Die Probleme, über die dabei gesprochen wird, sind oft überhaupt nicht geschlechtsspezifisch: Borchardt nennt einen Klienten, der zu ihm gekommen war, weil ein guter Freund eine Suchterkrankung hatte, unter der auch er immer stärker zu leiden hatte. Im Gespräch versuchte Borchardt ihn vor allem darauf aufmerksam zu machen, wie es ihm selber dabei geht und inwieweit seine eigenen Grenzen gewahrt bleiben.

„Irgendwann habe ich erfahren, dass diese belastende Situation für ihn schon mehr als ein Jahr andauert“, sagt Borchardt. Dies deckt sich mit Beobachtungen aus der Forschung, laut der Männer bei Problemen oft erst sehr spät Beratungsangebote aufsuchen. „Bei vielen Männern gibt es den Wunsch, alleine damit fertig zu werden“, sagt Borchardt. „Das passt zu Sätzen, die wir alle aus der Kindheit kennen: ‚Augen zu und durch‘, ‚Zähne zusammenbeißen‘ und so weiter.“

Borchardt betont, dass er keine Therapie anbietet und sich eher als Prozessbegleiter denn als Problemlöser sieht: „Männlichkeit ist oft damit verknüpft, Probleme zu lösen, aber nicht damit, Probleme zu haben.“ Doch statt Symptome schnell aufzulösen, sei es für manche Männer oft hilfreicher, ihre Schwächen erst einmal zu akzeptieren und zu schauen, welche darunterliegenden Muster dafür sorgen, dass bestimmte Probleme immer wieder auftauchen.
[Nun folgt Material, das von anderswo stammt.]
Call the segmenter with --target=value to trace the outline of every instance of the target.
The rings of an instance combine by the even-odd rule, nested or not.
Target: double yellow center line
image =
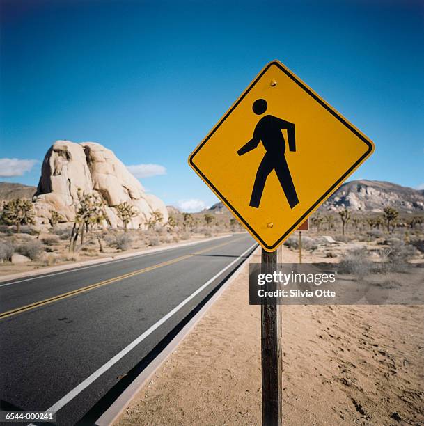
[[[191,254],[185,255],[184,256],[180,256],[179,258],[175,258],[175,259],[171,259],[171,260],[166,260],[166,262],[162,262],[162,263],[158,263],[151,267],[143,268],[142,269],[138,269],[136,271],[134,271],[133,272],[129,272],[128,274],[124,274],[123,275],[120,275],[119,276],[116,276],[113,278],[109,278],[109,280],[100,281],[100,283],[96,283],[95,284],[91,284],[90,285],[87,285],[86,287],[83,287],[81,288],[79,288],[79,289],[72,290],[71,292],[68,292],[67,293],[62,293],[61,294],[58,294],[57,296],[49,297],[49,299],[45,299],[44,300],[40,300],[39,301],[34,302],[33,303],[31,303],[29,305],[25,305],[24,306],[21,306],[20,308],[15,308],[15,309],[12,309],[11,310],[7,310],[6,312],[3,312],[0,313],[0,320],[2,320],[3,318],[7,318],[8,317],[11,317],[12,315],[15,315],[17,314],[21,313],[22,312],[25,312],[26,310],[31,310],[31,309],[34,309],[35,308],[38,308],[39,306],[42,306],[44,305],[47,305],[49,303],[52,303],[53,302],[57,301],[58,300],[63,300],[63,299],[67,299],[68,297],[70,297],[71,296],[74,296],[75,294],[79,294],[81,293],[84,293],[86,292],[92,290],[95,288],[102,287],[103,285],[107,285],[108,284],[111,284],[112,283],[116,283],[117,281],[120,281],[122,280],[125,280],[132,276],[135,276],[136,275],[140,275],[140,274],[144,274],[145,272],[149,272],[150,271],[152,271],[153,269],[157,269],[163,267],[173,265],[173,263],[177,263],[178,262],[181,262],[182,260],[184,260],[185,259],[188,259],[189,258],[191,258],[192,256],[195,256],[196,255],[199,255],[206,251],[210,251],[211,250],[214,250],[215,248],[218,248],[219,247],[222,247],[229,244],[235,242],[236,241],[238,241],[239,239],[241,239],[237,238],[237,239],[233,239],[228,242],[222,243],[221,244],[214,246],[213,247],[210,247],[208,248],[204,248],[203,250],[201,250],[200,251],[196,251],[196,253],[194,253]]]

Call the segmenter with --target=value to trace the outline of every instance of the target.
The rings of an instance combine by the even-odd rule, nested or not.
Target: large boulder
[[[48,224],[52,211],[66,221],[73,221],[81,194],[95,194],[103,199],[113,228],[123,226],[116,207],[124,202],[138,212],[128,225],[130,228],[144,228],[154,211],[162,214],[164,221],[168,220],[162,200],[146,194],[111,150],[95,142],[57,141],[45,155],[35,195],[37,224]]]

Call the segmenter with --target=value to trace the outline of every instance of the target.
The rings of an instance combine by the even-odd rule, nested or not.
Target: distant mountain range
[[[356,211],[382,212],[386,206],[402,212],[424,211],[424,190],[389,182],[352,180],[344,183],[320,209],[335,211],[346,207]],[[222,203],[217,203],[207,212],[222,214],[228,211]]]
[[[31,198],[36,189],[35,187],[0,182],[0,200]],[[357,211],[381,212],[387,205],[402,212],[423,212],[424,190],[413,189],[389,182],[352,180],[344,183],[320,210],[337,210],[347,207]],[[178,211],[171,206],[168,206],[168,210]],[[204,212],[215,214],[229,213],[222,203],[217,203]]]
[[[0,182],[0,201],[8,201],[13,198],[29,198],[31,200],[36,191],[37,188],[36,187]]]

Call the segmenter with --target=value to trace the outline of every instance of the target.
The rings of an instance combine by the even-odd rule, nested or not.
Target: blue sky
[[[419,0],[0,3],[0,180],[93,141],[167,204],[210,205],[187,158],[277,58],[375,141],[354,178],[424,184]]]

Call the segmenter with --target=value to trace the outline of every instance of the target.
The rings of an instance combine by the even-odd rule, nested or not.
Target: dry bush
[[[424,239],[417,239],[413,241],[411,244],[419,251],[424,253]]]
[[[31,241],[19,246],[16,251],[24,256],[29,258],[31,260],[36,260],[44,253],[42,244],[38,240]]]
[[[338,271],[341,274],[354,275],[358,279],[363,278],[372,269],[372,262],[365,247],[348,250],[342,255]]]
[[[293,250],[299,248],[299,236],[292,235],[285,242],[284,245]],[[316,250],[317,245],[316,240],[311,237],[304,236],[301,238],[301,246],[304,250]]]
[[[11,242],[0,241],[0,262],[10,261],[14,253],[15,247]]]
[[[59,239],[56,235],[49,235],[42,238],[41,241],[46,246],[52,246],[53,244],[57,244],[59,242]]]
[[[132,242],[132,238],[126,232],[121,232],[115,235],[115,240],[113,246],[116,247],[118,250],[125,251],[131,247]]]
[[[59,237],[61,239],[69,239],[72,232],[72,227],[68,226],[66,228],[57,228],[51,230],[50,232]]]
[[[154,247],[155,246],[159,246],[160,244],[160,241],[157,237],[155,235],[147,237],[146,239],[146,242],[148,246],[150,247]]]
[[[67,253],[61,256],[61,259],[68,262],[78,262],[79,260],[79,255],[76,253]]]
[[[2,234],[12,234],[13,230],[8,225],[0,225],[0,232]]]
[[[390,238],[385,242],[388,247],[380,252],[382,260],[381,271],[402,271],[416,254],[414,246],[398,238]]]
[[[382,238],[384,235],[384,232],[379,229],[370,229],[366,232],[367,236],[370,239],[377,239]]]
[[[47,255],[44,260],[44,265],[45,266],[52,266],[58,261],[57,256],[53,255]]]
[[[19,232],[21,234],[28,234],[29,235],[38,235],[39,233],[38,230],[28,225],[21,226]]]

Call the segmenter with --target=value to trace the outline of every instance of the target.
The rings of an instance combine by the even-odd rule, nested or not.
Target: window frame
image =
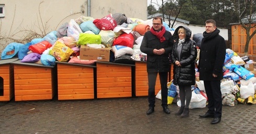
[[[3,8],[3,13],[0,13],[0,18],[4,18],[5,16],[5,4],[0,4],[0,8]]]

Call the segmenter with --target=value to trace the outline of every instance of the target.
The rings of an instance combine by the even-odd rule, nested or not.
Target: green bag
[[[100,35],[88,33],[79,34],[77,44],[84,45],[91,44],[101,44],[101,37]]]

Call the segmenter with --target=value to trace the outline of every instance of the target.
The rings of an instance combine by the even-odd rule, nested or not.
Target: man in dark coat
[[[164,112],[170,114],[167,105],[168,75],[170,71],[169,56],[173,46],[173,40],[170,32],[162,26],[162,19],[157,17],[153,19],[153,26],[147,32],[142,39],[141,51],[147,54],[147,72],[148,79],[148,106],[147,114],[155,109],[156,85],[157,74],[161,84],[162,106]]]
[[[223,67],[226,55],[226,43],[219,35],[214,20],[205,22],[205,30],[202,41],[198,70],[200,79],[204,81],[208,98],[208,111],[201,117],[213,117],[211,124],[220,122],[222,111],[222,96],[220,81],[223,78]]]

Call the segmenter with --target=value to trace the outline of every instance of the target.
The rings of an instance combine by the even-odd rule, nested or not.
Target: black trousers
[[[208,98],[208,111],[214,114],[215,117],[222,117],[222,96],[220,91],[220,81],[205,81],[204,88]]]
[[[159,73],[160,83],[161,84],[161,93],[162,96],[162,106],[167,106],[167,81],[168,72],[154,72],[148,73],[148,106],[149,107],[155,107],[156,102],[155,86],[157,74]]]

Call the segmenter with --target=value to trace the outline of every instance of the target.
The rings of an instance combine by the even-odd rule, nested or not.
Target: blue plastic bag
[[[32,45],[33,45],[33,44],[36,44],[37,43],[39,43],[43,41],[44,41],[44,38],[36,38],[32,39],[32,41],[30,42],[31,43]]]
[[[29,42],[20,47],[19,52],[18,52],[18,58],[19,59],[22,60],[24,57],[28,55],[28,52],[30,51],[28,49],[28,47],[31,45],[32,43]]]
[[[95,34],[99,34],[100,30],[97,28],[92,22],[92,21],[85,21],[80,24],[80,28],[81,28],[83,32],[91,31]]]
[[[7,59],[17,57],[19,49],[23,46],[24,44],[18,43],[11,43],[8,44],[2,52],[1,59]]]
[[[48,33],[46,35],[45,35],[45,36],[43,37],[43,38],[45,41],[48,41],[51,43],[51,44],[53,45],[55,42],[57,41],[57,31],[53,31]]]
[[[249,79],[254,76],[254,74],[240,65],[234,64],[231,65],[231,68],[234,72],[245,80]]]
[[[54,66],[56,64],[55,62],[56,59],[51,55],[42,54],[40,59],[41,62],[43,65],[46,66]]]

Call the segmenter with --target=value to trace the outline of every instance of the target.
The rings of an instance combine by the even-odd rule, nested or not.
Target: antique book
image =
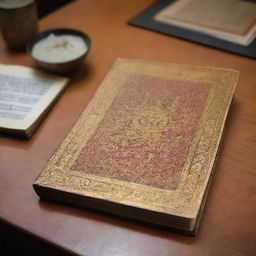
[[[229,69],[118,59],[36,193],[195,233],[237,79]]]
[[[240,45],[249,45],[256,36],[256,4],[248,1],[179,0],[154,18]]]
[[[0,65],[0,131],[30,138],[67,84],[65,77]]]

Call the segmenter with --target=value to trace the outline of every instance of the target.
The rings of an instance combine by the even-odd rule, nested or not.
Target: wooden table
[[[77,0],[40,21],[72,27],[92,48],[32,139],[0,138],[0,233],[29,251],[89,256],[256,255],[256,61],[127,25],[153,0]],[[62,204],[39,201],[32,183],[65,138],[117,57],[240,71],[212,188],[196,237]],[[0,61],[32,66],[6,49]],[[40,249],[39,249],[40,248]],[[59,254],[58,254],[59,255]]]

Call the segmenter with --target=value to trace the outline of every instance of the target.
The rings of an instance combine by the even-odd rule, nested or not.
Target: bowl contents
[[[54,35],[38,41],[32,48],[32,56],[48,63],[72,61],[88,51],[85,41],[74,35]]]

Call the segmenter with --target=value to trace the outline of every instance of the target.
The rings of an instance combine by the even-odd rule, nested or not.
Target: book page
[[[238,0],[180,0],[155,19],[248,45],[256,33],[256,4]]]
[[[67,81],[27,67],[0,65],[0,127],[28,129]]]

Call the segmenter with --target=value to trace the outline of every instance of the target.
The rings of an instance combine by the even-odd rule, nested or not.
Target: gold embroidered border
[[[211,91],[176,190],[164,190],[70,170],[129,74],[210,83]],[[118,59],[36,184],[152,211],[196,217],[211,174],[238,72]]]

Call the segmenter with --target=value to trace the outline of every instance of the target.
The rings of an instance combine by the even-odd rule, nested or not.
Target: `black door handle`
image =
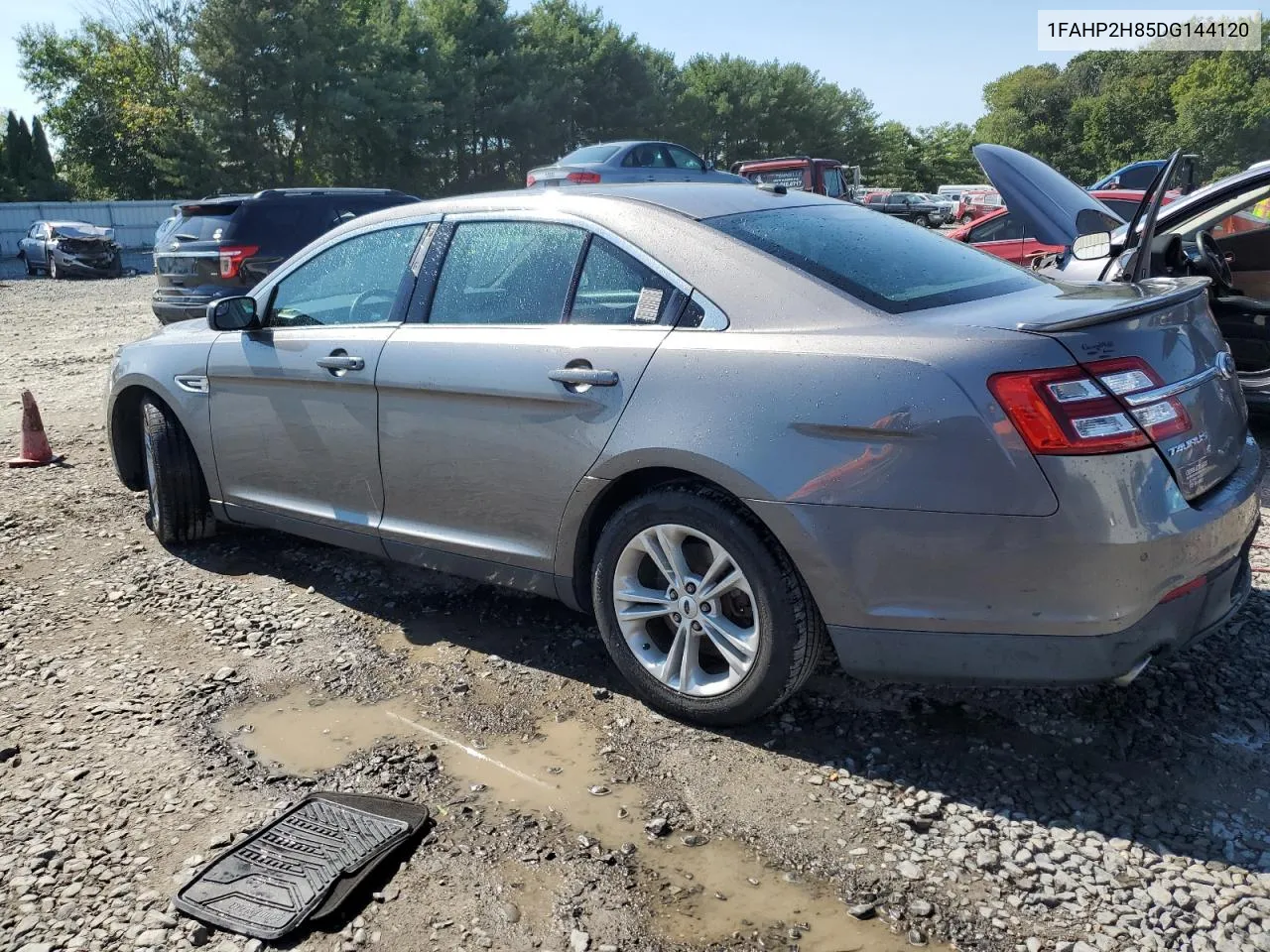
[[[591,367],[561,367],[551,371],[547,377],[566,387],[616,387],[617,371],[596,371]]]

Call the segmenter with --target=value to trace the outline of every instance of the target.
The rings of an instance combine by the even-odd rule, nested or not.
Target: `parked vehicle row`
[[[864,204],[865,208],[911,221],[923,228],[937,228],[944,223],[942,208],[927,195],[916,192],[875,192]]]
[[[326,231],[381,208],[418,202],[390,189],[269,189],[177,206],[156,236],[161,324],[203,317],[207,305],[243,293]]]
[[[756,185],[784,185],[786,189],[814,192],[829,198],[851,199],[860,190],[860,166],[848,169],[837,159],[813,159],[806,155],[758,159],[733,162],[730,171]]]
[[[674,142],[626,141],[583,146],[551,165],[531,169],[526,188],[612,185],[632,182],[700,182],[744,184],[745,179],[719,171],[691,149]]]
[[[27,274],[50,278],[118,278],[123,253],[112,228],[83,221],[32,222],[18,242],[18,258]]]

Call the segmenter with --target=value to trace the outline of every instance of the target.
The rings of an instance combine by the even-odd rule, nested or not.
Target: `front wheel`
[[[639,697],[704,725],[743,724],[789,698],[827,638],[780,545],[705,487],[622,506],[599,537],[592,598],[608,654]]]
[[[171,410],[156,400],[141,401],[141,452],[150,531],[165,546],[211,536],[216,522],[194,446]]]

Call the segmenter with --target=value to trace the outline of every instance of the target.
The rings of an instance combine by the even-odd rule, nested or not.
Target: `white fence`
[[[34,221],[86,221],[114,228],[128,250],[150,251],[155,228],[171,215],[171,201],[157,202],[0,202],[0,256],[18,254],[18,241]]]

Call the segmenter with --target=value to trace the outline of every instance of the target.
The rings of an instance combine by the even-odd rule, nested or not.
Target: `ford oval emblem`
[[[1223,350],[1217,355],[1217,372],[1220,374],[1222,380],[1231,380],[1234,377],[1234,358],[1231,357],[1229,350]]]

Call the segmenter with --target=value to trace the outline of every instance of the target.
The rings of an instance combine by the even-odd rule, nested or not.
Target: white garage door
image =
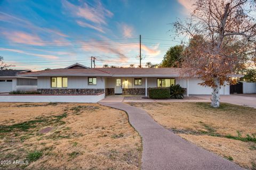
[[[12,82],[0,81],[0,92],[12,91]]]

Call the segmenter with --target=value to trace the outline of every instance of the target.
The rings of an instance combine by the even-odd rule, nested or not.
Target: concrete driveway
[[[205,99],[210,99],[211,95],[191,95]],[[220,102],[230,103],[239,106],[256,108],[256,98],[238,95],[221,95]]]

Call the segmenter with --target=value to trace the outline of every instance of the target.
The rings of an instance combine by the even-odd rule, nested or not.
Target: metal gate
[[[237,84],[230,86],[230,94],[243,94],[243,83],[239,82]]]

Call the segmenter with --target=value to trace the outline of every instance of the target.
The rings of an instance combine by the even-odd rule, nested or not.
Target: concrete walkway
[[[128,114],[131,124],[142,138],[142,169],[243,169],[167,130],[142,109],[120,101],[99,104]]]

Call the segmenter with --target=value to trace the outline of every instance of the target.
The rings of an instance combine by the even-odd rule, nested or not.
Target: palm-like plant
[[[171,98],[183,99],[184,98],[183,94],[185,92],[185,90],[180,84],[172,85],[170,87],[170,97]]]
[[[107,64],[105,64],[103,65],[103,68],[107,68],[108,67],[108,65]]]
[[[146,67],[148,67],[148,68],[152,66],[152,63],[151,62],[148,62],[146,63]]]

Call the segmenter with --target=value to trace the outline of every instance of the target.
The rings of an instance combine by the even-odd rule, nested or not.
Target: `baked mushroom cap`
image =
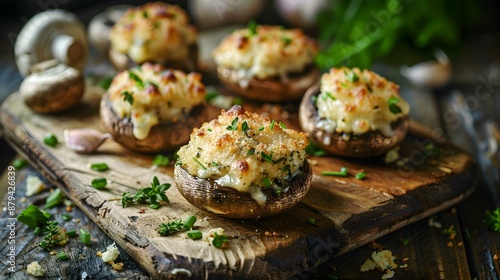
[[[100,117],[103,131],[110,133],[113,139],[137,152],[157,153],[173,151],[187,141],[193,127],[207,119],[205,104],[183,112],[176,121],[167,121],[151,127],[148,136],[139,140],[134,136],[134,124],[130,118],[120,118],[109,102],[105,93],[101,100]]]
[[[37,64],[33,69],[19,92],[35,112],[61,112],[81,101],[85,82],[79,70],[56,60]]]
[[[300,29],[251,25],[213,51],[217,76],[235,93],[258,101],[299,100],[317,82],[316,42]]]
[[[258,218],[297,204],[312,170],[307,135],[235,105],[191,133],[175,168],[193,205],[230,218]]]
[[[263,218],[292,208],[306,195],[312,180],[312,169],[307,160],[301,172],[290,181],[286,192],[276,193],[263,189],[267,199],[259,205],[249,192],[219,185],[215,180],[190,175],[180,165],[174,169],[174,179],[179,192],[194,206],[217,215],[235,218]]]
[[[217,77],[224,86],[241,97],[263,102],[300,100],[307,89],[318,81],[319,75],[319,70],[311,66],[303,73],[290,75],[285,81],[279,78],[252,78],[243,87],[238,70],[217,67]]]
[[[299,122],[302,130],[312,141],[325,151],[346,157],[370,157],[384,154],[397,146],[406,137],[410,119],[408,115],[391,123],[392,136],[385,136],[380,130],[368,131],[357,135],[329,133],[318,128],[318,108],[316,100],[320,94],[318,85],[311,87],[299,107]]]
[[[111,62],[119,70],[130,68],[131,62],[194,70],[196,37],[182,8],[163,2],[146,3],[128,9],[111,29]]]

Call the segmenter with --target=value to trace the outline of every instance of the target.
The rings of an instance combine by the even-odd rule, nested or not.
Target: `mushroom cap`
[[[299,122],[302,130],[325,151],[346,157],[377,156],[388,152],[406,137],[410,124],[408,116],[391,123],[394,131],[391,137],[386,137],[379,130],[376,130],[351,135],[350,139],[346,140],[341,133],[328,133],[318,129],[316,124],[319,116],[313,102],[313,96],[317,96],[319,93],[318,85],[311,87],[306,92],[299,107]],[[325,139],[329,139],[329,141],[325,141]]]
[[[279,78],[260,80],[252,78],[247,87],[240,86],[237,70],[217,67],[217,77],[227,88],[241,97],[263,102],[282,102],[300,100],[309,87],[317,82],[318,69],[308,67],[297,75],[290,75],[286,81]]]
[[[264,205],[257,204],[248,192],[221,186],[212,179],[192,176],[180,165],[175,166],[174,180],[182,196],[202,210],[227,218],[253,219],[279,214],[300,202],[312,180],[312,169],[307,160],[301,170],[286,192],[276,194],[272,189],[263,189],[267,197]]]
[[[172,151],[187,143],[193,127],[200,126],[206,120],[207,112],[206,104],[195,106],[175,122],[168,121],[153,126],[146,139],[138,140],[133,134],[134,124],[130,118],[120,118],[116,114],[107,92],[101,99],[100,107],[103,131],[110,133],[124,147],[146,153]]]
[[[26,76],[19,87],[19,93],[31,109],[55,113],[81,101],[85,82],[79,70],[54,60],[35,68],[41,69]]]
[[[23,76],[30,74],[34,65],[53,58],[81,71],[88,56],[85,27],[70,12],[44,11],[26,23],[14,51],[17,68]]]
[[[123,71],[137,66],[127,54],[121,53],[110,46],[109,48],[109,61],[118,71]],[[193,44],[189,47],[189,55],[187,59],[183,60],[169,60],[169,61],[150,61],[152,63],[160,63],[167,68],[178,69],[183,71],[194,71],[198,63],[198,45]]]

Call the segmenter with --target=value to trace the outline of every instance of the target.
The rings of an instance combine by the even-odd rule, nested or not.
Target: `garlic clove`
[[[64,142],[66,146],[79,154],[94,152],[108,138],[111,138],[111,134],[102,134],[89,128],[64,130]]]
[[[420,62],[411,67],[401,67],[401,75],[417,87],[438,88],[444,86],[451,79],[450,61],[442,50],[435,51],[434,56],[436,60]]]

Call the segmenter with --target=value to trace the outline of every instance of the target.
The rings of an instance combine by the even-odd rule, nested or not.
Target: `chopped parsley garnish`
[[[249,129],[250,129],[250,127],[248,127],[248,123],[246,121],[244,121],[241,124],[241,130],[243,130],[243,132],[247,132]]]
[[[276,123],[276,121],[275,121],[275,120],[272,120],[272,121],[271,121],[271,124],[269,125],[269,129],[270,129],[270,130],[273,130],[273,128],[274,128],[274,124],[275,124],[275,123]]]
[[[399,98],[394,97],[394,96],[391,97],[391,98],[389,98],[389,101],[388,101],[388,103],[389,103],[389,111],[391,111],[391,113],[393,113],[394,115],[399,114],[399,113],[402,112],[401,107],[399,107],[396,104],[398,102],[399,102]]]
[[[496,208],[493,211],[486,211],[484,222],[486,227],[494,232],[500,231],[500,208]]]
[[[122,92],[122,95],[123,95],[123,101],[130,103],[130,105],[134,105],[134,97],[130,92],[124,91]]]
[[[207,170],[207,168],[203,165],[203,163],[201,163],[196,157],[193,157],[194,161],[196,161],[196,163],[198,163],[201,168],[203,168],[203,170]]]
[[[262,183],[264,184],[265,187],[269,187],[273,184],[273,182],[271,181],[271,179],[269,179],[269,177],[265,177],[262,180]]]
[[[255,20],[250,20],[247,24],[248,31],[250,31],[250,36],[257,34],[257,22]]]
[[[360,171],[360,172],[356,173],[356,175],[354,175],[354,178],[356,178],[358,180],[363,180],[366,178],[366,172]]]
[[[355,83],[355,82],[359,81],[359,77],[358,77],[358,75],[356,75],[354,70],[351,70],[351,72],[349,72],[349,73],[344,71],[344,74],[345,74],[345,77],[347,78],[347,80],[351,83]]]
[[[54,134],[49,133],[43,137],[43,143],[48,146],[55,147],[59,144],[59,140],[57,140],[57,137]]]
[[[342,167],[340,171],[321,171],[321,175],[323,176],[339,176],[339,177],[347,177],[347,168]]]
[[[281,37],[281,41],[283,41],[283,44],[286,46],[290,45],[292,43],[292,39],[290,39],[289,37]]]
[[[267,162],[273,162],[273,154],[266,155],[264,152],[260,152],[260,156]]]
[[[226,129],[230,131],[235,131],[236,129],[238,129],[238,117],[234,118],[231,122],[231,125],[227,126]]]
[[[141,188],[138,190],[134,196],[129,192],[123,193],[121,197],[122,207],[127,207],[127,204],[136,202],[138,204],[149,204],[152,209],[158,209],[161,201],[170,203],[165,192],[170,188],[170,184],[164,183],[160,184],[158,178],[155,176],[151,187]]]
[[[144,82],[139,76],[137,76],[137,74],[134,73],[134,71],[128,70],[128,76],[130,79],[135,81],[137,87],[139,87],[140,89],[144,88]]]

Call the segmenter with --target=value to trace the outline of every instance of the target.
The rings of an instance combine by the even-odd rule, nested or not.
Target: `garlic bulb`
[[[111,138],[109,133],[102,134],[89,128],[64,130],[64,142],[66,146],[79,154],[94,152],[108,138]]]
[[[417,87],[438,88],[445,85],[451,78],[450,61],[442,50],[436,50],[434,56],[436,60],[401,67],[401,75]]]

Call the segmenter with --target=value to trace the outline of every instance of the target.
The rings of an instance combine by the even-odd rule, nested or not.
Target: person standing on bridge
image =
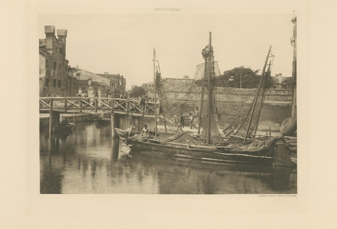
[[[94,95],[94,97],[98,97],[98,92],[97,91],[97,89],[95,89],[95,91],[94,92],[94,93],[93,94]],[[93,103],[94,104],[95,106],[97,106],[97,103],[96,101],[95,101]]]
[[[199,107],[197,106],[195,107],[195,112],[194,113],[194,126],[195,128],[199,127],[199,119],[200,117],[200,111],[199,110]]]
[[[182,113],[180,114],[180,126],[184,128],[185,128],[185,127],[184,126],[184,114]]]
[[[192,115],[192,114],[191,113],[190,113],[189,114],[189,118],[188,118],[188,119],[189,119],[189,121],[190,129],[193,129],[193,128],[192,128],[192,126],[193,125],[193,116]]]
[[[84,92],[84,97],[89,97],[89,96],[88,95],[88,91],[87,91],[86,90]],[[89,99],[85,99],[84,100],[85,100],[87,102],[87,103],[89,103]],[[85,105],[85,106],[88,106],[88,104],[86,104]]]

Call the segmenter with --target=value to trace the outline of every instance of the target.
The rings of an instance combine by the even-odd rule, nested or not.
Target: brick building
[[[39,72],[40,97],[70,96],[72,87],[68,81],[65,59],[67,30],[45,26],[45,39],[39,39]],[[71,79],[70,80],[71,81]]]
[[[150,82],[147,84],[143,84],[142,85],[142,87],[145,91],[145,92],[147,94],[148,97],[151,98],[152,101],[154,101],[154,84],[153,82]],[[156,94],[157,97],[157,101],[159,101],[158,97],[158,93]]]

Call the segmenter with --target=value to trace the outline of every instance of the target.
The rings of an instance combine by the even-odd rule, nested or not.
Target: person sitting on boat
[[[143,135],[148,135],[150,130],[147,128],[147,125],[146,124],[144,125],[144,128],[142,130],[142,134]]]
[[[132,125],[130,126],[129,128],[128,128],[124,131],[124,136],[125,138],[125,143],[126,143],[127,145],[129,144],[128,143],[128,138],[129,136],[131,137],[134,134],[134,132],[132,132],[132,129],[135,128],[136,127],[133,125]]]

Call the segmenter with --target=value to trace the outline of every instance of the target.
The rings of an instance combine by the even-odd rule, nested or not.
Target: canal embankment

Eine Schwäche zu haben, mag unangenehm sein, doch der Umgang damit kann stark sein.

Immer wieder ist in den Medien zu hören, dass Männlichkeit in einer Krise sei – Borchardt widerspricht dem: „Nicht Männlichkeit ist in einer Krise, sondern patriarchale Männlichkeit – und das finde ich gut. Dadurch besteht die Chance, dass sich Männerbilder weiterentwickeln können.“ Längst gebe es diversere und progressivere Männlichkeiten, die auch Merkmale wie Fürsorglichkeit oder Verletzlichkeit miteinschließen.

Dabei ist Borchardt vor allem das Thema Selbstfürsorge wichtig: „Ich kann nur gut für andere sorgen, wenn ich davor auch für mich selbst sorge.“ Gerade dieser Aspekt fehle jedoch häufig in toxischen Männerbildern, die vor allem Härte gegen sich und andere propagieren.

Borchardt ist nicht der Einzige, der Männerspezifische Beratung in Potsdam anbietet: Die Praxis „Von Mann zu Mann“ etwa bietet Psychotherapie und Coaching an, das „Rat- und Tat Zentrum Potsdam“ richtet sich vor allem an schwule Männer. Der „Manne e.V.“ hingegen konzentriert sich auf Bildungsarbeit und Erlebnispädagogik für Jungen und Männer. Zu finden sind diese Angebote auch im Netz unter www.männerberatungsnetz.de, einer Initiative des Bundes, die einen Überblick über alle Männerberatungen in Deutschland bietet.